5 Menos importa a discussão sobre os donos do carbono. O que importa mesmo é a definição clara de quem serão os beneficiários de REDD. São, em nossa opinião, beneficiários de REDD aqueles que legitimamente (legalmente) têm a responsabilidade por conservar ou usar as florestas de forma sustentável. Portanto, não apenas proprietários de terras, mas fundamentalmente os povos indígenas, as comunidades extrativistas e tradicionais, os assentados, os agricultores familiares e os poderes públicos no caso de áreas protegidas (estados, união e municípios). A respeito desse assunto leia artigo produzido pelo IPAM.
6 É fundamental que o marco regulatório sobre REDD incorpore os resultados das oficinas de consulta coordenadas pelo GTA e o documento final sobre princípios e critérios socioambientais desenvolvidos por um Comitê multisetorial coordenado pelo Grupo de Trabalho Amazônico com apoio do IMAFLORA e do IPAM (veja em http://www.reddsocioambiental.org.br).
7 O Projeto de Lei de REDD deve estabelecer algum mecanismo e critérios de repartição equitativa dos benefícios financeiros de REDD na Amazônia Brasileira que considere as diferenças em termos de conservação de estoque florestal (Amapá e Amazonas) e os fluxos de desmatamento (Mato Grosso e Pará, por exemplo). O desempenho dos estados na conservação de estoques florestais e na redução de desmatamento precisa ser considerado de forma que todos os estados da região sejam incentivados a aderir proativamente à estratégia e às metas, implementando a governança ambiental necessária e os bons programas e ações efetivos na redução de desmatamento. O sistema não pode apenas beneficiar quem tem grandes estoques de florestas ou quem tem desmatamento histórico elevado.
8 Podemos dentro do próprio Brasil desenvolver um mercado interno de carbono florestal que financie a redução de desmatamento e a conservação florestal com recursos oriundos dos setores industriais e da produção e consumo de energia no país, considerando que o aumento nas emissões projetado nos demais setores (energético, transportes, industrial) acontecerá lastreado pela queda brusca nas taxas de desmatamento no cerrado e na Amazônia.

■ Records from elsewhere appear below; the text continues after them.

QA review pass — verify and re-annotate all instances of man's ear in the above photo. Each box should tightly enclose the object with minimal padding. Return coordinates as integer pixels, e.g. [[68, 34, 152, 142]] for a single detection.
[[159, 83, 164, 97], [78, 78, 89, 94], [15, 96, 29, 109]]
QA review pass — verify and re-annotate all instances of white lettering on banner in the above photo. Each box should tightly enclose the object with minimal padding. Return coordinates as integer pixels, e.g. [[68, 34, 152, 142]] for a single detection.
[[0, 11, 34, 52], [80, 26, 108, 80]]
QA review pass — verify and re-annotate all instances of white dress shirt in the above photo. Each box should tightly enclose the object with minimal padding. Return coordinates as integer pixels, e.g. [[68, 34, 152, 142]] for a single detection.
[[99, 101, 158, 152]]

Com essas contribuições nos colocamos (o IPAM) à disposição para auxiliar os parlamentares no desenho da proposta de Lei em debate. A relatora Deputada Rebeca Garcia e o Coordenador do GT criado para desenvolver a proposta o Deputado Luiz Carreira querem apresentar um projeto de Lei ainda antes das eleições. Portanto em ritmo de jato.
Estamos diante de um desafio enorme que é compor ao mesmo tempo um entendimento comum do que é o REDD, a estratégia nacional de REDD, simultaneamente ao desenho de um projeto de lei a respeito do tema às vésperas da Copa do Mundo, das Festas Juninas (muitos parlamentares nordestinos desaparecem do Congresso) e das eleições 2010, uma conjunção astral contra a qual é praticamente impossível concorrer.
Falando em REDD e Copa do Mundo, vale registrar aqui a frase mais interessante de toda audiência pública de ontem, dita pelo Manuel Cunha, presidente do Conselho Nacional dos Extrativistas:
Fazer projeto de REDD só entre políticos e técnicos, sem o envolvimento direto e esclarecido dos povos das florestas é como o Brasil ir para a Copa do Mundo levando só os cartolas.